Technological Innovation and the Bank Lending Channel of Monetary Policy Transmission
in: IWH Discussion Papers, No. 14, 2021
Abstract
This paper studies whether and how banks’ technological innovations affect the bank lending channel of monetary policy transmission. We first provide a theoretical model in which banks’ technological innovation relaxes firms’ earning-based borrowing constraints and thereby enlarges the response of banks’ lending to monetary policy changes. To test the empirical implications, we construct a patent-based measurement of bank-level technological innovation, which can specify the nature of technology and tell whether it is related to the bank’s lending business. We find that lending-related innovations significantly strengthen the transmission of the bank lending channel.
Dilemma and Global Financial Cycle: Evidence from Capital Account Liberalisation Episodes
in: IWH Discussion Papers, No. 13, 2021
Abstract
By focusing on the episodes of substantial capital account liberalisation and adopting a new methodology, this paper provides new evidence on the dilemma and global financial cycle theory. I first identify the capital account liberalisation episodes for 95 countries from 1970 to 2016, and then employ an augmented inverse propensity score weighted (AIPW) estimator to calculate the average treatment effect (ATE) of opening capital account on the interest rate comovements with the core country. Results show that opening capital account causes a country to lose its monetary policy independence, and a floating exchange rate regime cannot shield this effect. Moreover, the impact is stronger when liberalising outward and banking flows.

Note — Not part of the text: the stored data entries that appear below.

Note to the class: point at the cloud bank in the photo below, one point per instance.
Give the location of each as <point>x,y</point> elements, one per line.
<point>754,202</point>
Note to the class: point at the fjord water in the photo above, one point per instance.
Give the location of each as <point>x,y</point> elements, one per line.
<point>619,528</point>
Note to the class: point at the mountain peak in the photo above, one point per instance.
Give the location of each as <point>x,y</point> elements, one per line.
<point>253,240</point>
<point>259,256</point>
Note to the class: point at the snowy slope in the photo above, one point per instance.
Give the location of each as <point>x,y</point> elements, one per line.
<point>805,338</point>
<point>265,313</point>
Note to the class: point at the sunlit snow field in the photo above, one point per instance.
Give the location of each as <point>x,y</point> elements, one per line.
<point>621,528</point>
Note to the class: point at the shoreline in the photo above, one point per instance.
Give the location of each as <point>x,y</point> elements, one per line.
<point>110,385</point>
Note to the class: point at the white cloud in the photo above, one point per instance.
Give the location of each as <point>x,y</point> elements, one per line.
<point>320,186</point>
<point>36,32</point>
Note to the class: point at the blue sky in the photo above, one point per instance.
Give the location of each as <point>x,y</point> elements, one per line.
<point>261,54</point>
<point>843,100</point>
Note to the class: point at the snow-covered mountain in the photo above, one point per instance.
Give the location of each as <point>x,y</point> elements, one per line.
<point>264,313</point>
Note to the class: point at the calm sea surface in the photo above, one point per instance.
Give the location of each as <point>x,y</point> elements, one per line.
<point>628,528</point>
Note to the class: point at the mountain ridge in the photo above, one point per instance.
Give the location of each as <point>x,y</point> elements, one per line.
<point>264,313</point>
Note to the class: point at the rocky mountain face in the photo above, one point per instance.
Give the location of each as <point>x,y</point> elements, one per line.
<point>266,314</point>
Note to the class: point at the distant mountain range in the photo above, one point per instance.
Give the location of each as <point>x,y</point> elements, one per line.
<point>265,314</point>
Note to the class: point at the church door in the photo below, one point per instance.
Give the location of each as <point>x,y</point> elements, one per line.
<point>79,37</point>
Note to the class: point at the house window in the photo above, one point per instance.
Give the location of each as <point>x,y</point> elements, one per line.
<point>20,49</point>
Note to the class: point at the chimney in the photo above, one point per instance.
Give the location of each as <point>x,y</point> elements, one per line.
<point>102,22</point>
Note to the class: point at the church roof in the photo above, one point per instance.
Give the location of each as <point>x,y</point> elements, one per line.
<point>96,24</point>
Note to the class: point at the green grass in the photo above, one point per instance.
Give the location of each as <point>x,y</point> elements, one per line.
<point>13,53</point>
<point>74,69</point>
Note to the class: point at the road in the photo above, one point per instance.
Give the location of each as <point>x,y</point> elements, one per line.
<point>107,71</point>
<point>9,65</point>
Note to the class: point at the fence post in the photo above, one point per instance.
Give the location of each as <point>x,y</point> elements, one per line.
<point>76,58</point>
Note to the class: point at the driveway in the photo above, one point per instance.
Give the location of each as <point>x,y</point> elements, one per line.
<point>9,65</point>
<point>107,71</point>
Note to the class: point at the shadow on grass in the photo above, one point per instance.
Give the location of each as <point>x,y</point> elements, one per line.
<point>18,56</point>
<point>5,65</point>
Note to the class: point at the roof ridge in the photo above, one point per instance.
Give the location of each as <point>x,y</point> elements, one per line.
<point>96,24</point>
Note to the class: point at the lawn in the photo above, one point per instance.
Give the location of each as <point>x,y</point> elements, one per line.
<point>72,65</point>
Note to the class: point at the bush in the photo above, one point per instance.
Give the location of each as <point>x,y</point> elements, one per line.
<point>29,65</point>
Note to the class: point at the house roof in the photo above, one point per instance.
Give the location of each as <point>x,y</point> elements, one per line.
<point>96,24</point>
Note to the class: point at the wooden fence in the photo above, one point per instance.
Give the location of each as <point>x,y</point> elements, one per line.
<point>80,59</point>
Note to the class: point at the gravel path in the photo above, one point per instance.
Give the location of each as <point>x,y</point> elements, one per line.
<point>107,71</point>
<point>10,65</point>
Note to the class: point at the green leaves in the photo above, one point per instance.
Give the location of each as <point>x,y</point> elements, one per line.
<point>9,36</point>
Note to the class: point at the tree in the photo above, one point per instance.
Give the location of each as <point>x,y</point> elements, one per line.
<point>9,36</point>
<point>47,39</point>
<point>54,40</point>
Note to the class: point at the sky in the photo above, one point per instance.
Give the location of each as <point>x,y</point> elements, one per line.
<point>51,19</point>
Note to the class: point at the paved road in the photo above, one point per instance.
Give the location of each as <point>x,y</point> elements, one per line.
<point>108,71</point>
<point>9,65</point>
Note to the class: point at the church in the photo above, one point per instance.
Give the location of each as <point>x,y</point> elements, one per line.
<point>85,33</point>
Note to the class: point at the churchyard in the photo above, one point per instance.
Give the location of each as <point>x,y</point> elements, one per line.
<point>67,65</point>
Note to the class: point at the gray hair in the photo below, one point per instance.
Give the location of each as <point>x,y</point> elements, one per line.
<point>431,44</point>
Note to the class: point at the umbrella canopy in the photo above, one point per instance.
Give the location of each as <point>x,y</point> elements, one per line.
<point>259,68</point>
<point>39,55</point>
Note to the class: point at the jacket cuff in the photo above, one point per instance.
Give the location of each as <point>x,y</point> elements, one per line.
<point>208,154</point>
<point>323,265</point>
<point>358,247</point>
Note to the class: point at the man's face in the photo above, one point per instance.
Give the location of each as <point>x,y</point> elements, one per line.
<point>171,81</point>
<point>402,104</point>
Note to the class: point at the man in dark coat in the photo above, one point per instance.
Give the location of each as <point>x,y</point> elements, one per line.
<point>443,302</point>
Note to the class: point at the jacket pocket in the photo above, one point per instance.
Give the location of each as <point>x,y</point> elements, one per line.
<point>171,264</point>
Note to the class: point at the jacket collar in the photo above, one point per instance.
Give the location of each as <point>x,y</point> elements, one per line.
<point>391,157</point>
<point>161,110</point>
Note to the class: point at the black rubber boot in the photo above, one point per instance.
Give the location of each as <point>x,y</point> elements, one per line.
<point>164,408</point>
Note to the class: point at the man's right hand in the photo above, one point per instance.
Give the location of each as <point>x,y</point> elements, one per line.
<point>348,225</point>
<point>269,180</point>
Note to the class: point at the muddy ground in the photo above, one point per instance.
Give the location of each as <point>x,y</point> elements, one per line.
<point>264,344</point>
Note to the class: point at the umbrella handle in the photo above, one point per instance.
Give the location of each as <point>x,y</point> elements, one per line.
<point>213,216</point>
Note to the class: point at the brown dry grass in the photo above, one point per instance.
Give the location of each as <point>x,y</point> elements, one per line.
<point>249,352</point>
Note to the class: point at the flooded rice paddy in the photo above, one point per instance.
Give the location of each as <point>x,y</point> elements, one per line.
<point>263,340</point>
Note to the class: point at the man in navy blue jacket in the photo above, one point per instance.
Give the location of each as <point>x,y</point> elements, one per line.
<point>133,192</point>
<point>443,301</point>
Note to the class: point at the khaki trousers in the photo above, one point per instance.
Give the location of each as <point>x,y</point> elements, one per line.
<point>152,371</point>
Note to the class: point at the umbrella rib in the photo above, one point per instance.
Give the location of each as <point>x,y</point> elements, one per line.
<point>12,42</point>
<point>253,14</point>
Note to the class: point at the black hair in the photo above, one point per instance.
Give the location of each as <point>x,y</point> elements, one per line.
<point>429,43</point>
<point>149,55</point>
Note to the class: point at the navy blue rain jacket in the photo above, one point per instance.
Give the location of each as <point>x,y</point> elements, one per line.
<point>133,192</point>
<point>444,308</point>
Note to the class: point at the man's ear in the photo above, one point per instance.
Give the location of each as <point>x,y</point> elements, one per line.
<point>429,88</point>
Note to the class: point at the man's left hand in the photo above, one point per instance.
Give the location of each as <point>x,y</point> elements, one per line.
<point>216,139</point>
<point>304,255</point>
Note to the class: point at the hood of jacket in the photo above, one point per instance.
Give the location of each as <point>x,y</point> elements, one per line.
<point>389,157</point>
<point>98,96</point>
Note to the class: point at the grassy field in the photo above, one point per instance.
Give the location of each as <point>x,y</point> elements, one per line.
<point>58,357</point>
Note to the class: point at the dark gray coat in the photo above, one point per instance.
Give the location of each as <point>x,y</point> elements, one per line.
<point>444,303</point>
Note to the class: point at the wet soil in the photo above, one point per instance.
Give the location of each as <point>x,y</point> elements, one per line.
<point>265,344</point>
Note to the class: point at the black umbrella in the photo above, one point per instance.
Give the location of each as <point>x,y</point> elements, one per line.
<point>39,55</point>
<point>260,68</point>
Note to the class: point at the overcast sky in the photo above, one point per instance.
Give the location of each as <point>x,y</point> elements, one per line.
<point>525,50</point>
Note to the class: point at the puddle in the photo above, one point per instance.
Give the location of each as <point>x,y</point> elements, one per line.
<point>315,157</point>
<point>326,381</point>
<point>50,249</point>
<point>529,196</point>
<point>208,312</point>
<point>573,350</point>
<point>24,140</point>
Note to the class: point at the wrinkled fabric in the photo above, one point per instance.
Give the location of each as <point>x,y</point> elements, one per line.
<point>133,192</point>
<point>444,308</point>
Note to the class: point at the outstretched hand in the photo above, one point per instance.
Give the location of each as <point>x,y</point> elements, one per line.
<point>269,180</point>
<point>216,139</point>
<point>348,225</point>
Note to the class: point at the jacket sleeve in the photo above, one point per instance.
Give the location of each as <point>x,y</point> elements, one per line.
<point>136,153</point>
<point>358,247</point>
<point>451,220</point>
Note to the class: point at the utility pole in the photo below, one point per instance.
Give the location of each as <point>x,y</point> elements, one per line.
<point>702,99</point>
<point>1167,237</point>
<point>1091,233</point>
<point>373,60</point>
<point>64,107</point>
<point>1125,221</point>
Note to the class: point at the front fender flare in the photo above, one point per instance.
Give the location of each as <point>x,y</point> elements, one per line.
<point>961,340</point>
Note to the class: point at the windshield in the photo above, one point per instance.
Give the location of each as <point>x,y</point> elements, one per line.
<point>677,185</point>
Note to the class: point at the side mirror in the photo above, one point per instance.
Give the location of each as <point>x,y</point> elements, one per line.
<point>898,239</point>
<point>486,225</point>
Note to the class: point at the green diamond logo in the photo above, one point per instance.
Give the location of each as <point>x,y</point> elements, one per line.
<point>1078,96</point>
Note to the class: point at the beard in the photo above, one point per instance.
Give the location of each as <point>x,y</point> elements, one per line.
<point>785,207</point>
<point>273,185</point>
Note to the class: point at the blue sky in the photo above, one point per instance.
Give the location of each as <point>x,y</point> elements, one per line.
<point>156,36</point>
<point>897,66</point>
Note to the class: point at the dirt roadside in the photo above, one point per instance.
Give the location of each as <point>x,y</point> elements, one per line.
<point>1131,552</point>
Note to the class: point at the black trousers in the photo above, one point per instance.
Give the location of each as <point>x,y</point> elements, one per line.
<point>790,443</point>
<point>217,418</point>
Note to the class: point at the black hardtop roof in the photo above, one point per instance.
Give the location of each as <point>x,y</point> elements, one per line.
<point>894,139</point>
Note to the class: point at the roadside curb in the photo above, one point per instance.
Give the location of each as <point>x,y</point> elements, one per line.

China’s Monetary Policy Communication: Frameworks, Impact, and Recommendations
in: IMF Working Paper No. 18/244, 2018
Abstract
Financial markets are eager for any signal of monetary policy from the People’s Bank of China (PBC). The importance of effective monetary policy communication will only increase as China continues to liberalize its financial system and open its economy. This paper discusses the country’s unique institutional setup and empirically analyzes the impact on financial markets of the PBC’s main communication channels, including a novel communication channel. The results suggest that there has been significant progress but that PBC communication is still evolving toward the level of other major economies. The paper recommends medium-term policy reforms and reforms that can be adopted quickly.
Within Gain, Structural Pain: Capital Account Liberalization and Economic Growth
in: New Structural Economics Working Paper No. E2018010, 2018
Abstract
This paper is the first to study the effects of capital account liberalization on structural transformation and compare the contribution of within term and structural term to economic growth. We use a 10-sector-level productivity dataset to decomposes the effects of opening capital account on within-sector productivity growth and cross-sector structural transformation. We find that opening capital account is associated with labor productivity and employment share increment in sectors with higher human capital intensity and external financial dependence, as well as non-tradable sectors. But it results in a growth-reducing structural transformation by directing labor into sectors with lower productivity. Moreover, in the ten years after capital account liberalization, the contribution share of structural transformation decreases while that of within productivity growth increases. We conclude that the relationship between capital account liberalization and economic growth is within gain and structural pain.